Sachsens SPD-Vorsitzender Martin Dulig (2.v.l.) und Bundesfinanzminister Olaf Scholz (vorn rechts)  debattieren am Küchentisch im „Anker“ mit Leipziger Bürgern über so große Tehmen wie Bildung, Zuwanderung und Vertrauen in die Politik.

Sachsens SPD-Vorsitzender Martin Dulig (2.v.l.) und Bundesfinanzminister Olaf Scholz (vorn rechts) debattieren am Küchentisch im „Anker“ mit Leipziger Bürgern über so große Tehmen wie Bildung, Zuwanderung und Vertrauen in die Politik.
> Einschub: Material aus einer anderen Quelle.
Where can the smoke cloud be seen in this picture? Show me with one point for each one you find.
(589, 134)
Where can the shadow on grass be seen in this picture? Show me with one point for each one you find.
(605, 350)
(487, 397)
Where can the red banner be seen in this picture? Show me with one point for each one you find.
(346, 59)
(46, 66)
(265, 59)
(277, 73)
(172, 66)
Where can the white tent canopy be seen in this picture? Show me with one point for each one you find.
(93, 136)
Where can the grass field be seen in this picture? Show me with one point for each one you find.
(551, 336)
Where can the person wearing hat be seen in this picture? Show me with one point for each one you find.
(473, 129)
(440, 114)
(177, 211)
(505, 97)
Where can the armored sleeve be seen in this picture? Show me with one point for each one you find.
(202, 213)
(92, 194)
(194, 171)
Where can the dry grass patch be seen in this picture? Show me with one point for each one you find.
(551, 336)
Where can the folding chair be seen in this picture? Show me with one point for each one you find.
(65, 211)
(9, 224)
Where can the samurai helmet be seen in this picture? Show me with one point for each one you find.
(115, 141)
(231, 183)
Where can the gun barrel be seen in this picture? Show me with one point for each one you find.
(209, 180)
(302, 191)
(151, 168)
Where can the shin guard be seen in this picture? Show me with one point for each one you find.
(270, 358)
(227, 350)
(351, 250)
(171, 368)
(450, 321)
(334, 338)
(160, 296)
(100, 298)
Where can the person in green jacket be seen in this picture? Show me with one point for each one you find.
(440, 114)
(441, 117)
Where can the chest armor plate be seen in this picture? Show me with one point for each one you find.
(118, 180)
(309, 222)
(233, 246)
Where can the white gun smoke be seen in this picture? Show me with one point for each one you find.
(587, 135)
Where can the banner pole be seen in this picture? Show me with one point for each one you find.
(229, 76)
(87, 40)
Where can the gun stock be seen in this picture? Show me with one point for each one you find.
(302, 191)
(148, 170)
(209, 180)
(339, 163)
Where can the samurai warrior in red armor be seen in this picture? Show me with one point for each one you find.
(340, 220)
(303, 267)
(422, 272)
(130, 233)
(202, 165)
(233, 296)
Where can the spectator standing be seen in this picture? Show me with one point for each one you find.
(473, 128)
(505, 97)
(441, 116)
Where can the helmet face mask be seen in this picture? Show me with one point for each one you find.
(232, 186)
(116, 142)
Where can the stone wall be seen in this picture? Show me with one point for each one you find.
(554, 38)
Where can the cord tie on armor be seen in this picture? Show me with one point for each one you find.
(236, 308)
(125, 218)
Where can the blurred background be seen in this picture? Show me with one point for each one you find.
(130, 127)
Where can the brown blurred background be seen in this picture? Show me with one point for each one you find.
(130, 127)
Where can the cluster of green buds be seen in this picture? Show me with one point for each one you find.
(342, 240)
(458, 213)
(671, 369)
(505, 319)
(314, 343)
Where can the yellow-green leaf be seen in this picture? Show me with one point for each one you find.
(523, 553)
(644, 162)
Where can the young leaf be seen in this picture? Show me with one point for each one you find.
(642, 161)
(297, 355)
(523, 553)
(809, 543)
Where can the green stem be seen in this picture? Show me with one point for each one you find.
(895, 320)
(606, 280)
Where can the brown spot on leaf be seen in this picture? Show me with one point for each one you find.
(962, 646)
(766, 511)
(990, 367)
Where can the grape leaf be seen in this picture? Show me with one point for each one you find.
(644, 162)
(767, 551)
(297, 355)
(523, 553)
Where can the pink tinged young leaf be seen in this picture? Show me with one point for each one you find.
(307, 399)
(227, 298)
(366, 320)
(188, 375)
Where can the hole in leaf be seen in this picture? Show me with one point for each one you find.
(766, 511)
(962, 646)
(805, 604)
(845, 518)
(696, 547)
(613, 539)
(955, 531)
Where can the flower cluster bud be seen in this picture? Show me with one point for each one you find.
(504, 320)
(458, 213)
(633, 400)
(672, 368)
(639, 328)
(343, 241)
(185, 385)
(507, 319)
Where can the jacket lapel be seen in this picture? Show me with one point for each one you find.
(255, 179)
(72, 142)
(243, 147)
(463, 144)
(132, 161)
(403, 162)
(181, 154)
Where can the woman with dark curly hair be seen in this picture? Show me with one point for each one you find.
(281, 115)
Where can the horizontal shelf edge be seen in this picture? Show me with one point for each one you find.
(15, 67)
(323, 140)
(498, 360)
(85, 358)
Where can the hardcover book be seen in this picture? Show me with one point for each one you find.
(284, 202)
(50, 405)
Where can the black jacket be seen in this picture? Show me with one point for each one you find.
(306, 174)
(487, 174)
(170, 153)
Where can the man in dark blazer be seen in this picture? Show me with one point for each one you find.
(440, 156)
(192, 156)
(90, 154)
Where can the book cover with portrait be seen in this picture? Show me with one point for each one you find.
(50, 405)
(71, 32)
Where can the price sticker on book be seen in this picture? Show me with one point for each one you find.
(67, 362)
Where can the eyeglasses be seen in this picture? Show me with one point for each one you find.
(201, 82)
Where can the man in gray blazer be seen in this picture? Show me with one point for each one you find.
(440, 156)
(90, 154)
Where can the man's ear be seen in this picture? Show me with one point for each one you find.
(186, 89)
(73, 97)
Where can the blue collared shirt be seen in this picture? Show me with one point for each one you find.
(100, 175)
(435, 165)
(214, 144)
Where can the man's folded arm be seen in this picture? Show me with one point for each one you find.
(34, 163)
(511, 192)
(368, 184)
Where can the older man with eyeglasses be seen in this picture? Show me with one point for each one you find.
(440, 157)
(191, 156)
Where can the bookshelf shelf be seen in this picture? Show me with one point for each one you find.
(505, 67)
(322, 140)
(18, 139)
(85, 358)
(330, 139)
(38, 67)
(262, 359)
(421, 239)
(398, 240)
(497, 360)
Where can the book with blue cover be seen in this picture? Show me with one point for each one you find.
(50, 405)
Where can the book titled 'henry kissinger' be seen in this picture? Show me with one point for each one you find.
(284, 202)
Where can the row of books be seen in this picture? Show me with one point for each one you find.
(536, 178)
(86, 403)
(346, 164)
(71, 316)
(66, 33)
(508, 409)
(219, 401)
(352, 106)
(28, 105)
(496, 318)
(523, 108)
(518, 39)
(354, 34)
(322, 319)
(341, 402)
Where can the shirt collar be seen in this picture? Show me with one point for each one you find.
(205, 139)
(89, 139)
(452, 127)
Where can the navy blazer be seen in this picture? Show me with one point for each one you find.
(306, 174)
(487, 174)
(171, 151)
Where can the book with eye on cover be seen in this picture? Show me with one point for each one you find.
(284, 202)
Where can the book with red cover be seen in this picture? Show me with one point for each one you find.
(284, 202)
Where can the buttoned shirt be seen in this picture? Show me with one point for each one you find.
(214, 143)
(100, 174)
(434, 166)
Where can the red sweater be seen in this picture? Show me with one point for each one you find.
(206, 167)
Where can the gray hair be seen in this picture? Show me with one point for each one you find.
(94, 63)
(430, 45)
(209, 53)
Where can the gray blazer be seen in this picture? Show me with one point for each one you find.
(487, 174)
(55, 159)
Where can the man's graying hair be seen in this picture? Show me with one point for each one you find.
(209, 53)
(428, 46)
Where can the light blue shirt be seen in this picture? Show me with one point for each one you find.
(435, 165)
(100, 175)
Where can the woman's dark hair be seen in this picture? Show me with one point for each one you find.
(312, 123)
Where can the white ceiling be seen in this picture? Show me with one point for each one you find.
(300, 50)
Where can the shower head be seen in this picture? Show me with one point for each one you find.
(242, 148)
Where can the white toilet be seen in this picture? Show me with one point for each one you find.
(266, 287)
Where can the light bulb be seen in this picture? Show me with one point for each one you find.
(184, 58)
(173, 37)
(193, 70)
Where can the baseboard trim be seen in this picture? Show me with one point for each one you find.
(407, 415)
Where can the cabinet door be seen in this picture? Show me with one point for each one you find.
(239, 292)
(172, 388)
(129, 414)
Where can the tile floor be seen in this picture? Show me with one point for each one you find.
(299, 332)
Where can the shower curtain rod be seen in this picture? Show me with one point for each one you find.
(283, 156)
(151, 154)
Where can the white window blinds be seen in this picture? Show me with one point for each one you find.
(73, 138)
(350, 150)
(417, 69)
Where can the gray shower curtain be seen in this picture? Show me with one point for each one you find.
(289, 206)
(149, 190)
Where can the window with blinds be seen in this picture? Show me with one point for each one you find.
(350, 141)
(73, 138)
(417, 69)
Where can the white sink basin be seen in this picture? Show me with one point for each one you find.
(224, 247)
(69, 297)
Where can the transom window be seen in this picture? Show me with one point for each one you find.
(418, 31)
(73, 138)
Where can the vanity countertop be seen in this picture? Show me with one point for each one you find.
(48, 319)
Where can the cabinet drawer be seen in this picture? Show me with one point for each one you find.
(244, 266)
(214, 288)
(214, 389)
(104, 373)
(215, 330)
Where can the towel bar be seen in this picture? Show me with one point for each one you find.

Leipzig. Am Küchentisch finden bekanntlich nicht nur die besten Gespräche statt. Hier wird vor allem auch Tacheles geredet. Ein Grund, warum Sachsens SPD-Chef und Wirtschaftsminister Martin Dulig seit drei Jahren mit seinem Küchentisch durchs Land tourt. In Zeiten, in denen viele Bürger ihr Vertrauen in die Politik verloren und langjährige Parteienpräferenzen über Bord geworfen haben, will der Sozialdemokrat auf Augenhöhe mit den Menschen reden. Gestern Abend stellte er seinen Küchentisch im Stadtteilzentrum Anker in Möckern auf. 180 Menschen kamen und nutzen die Gelegenheit, mit Dulig und Bundesfinanzminister Olaf Scholz (SPD) darüber zu sprechen, was sie bewegt.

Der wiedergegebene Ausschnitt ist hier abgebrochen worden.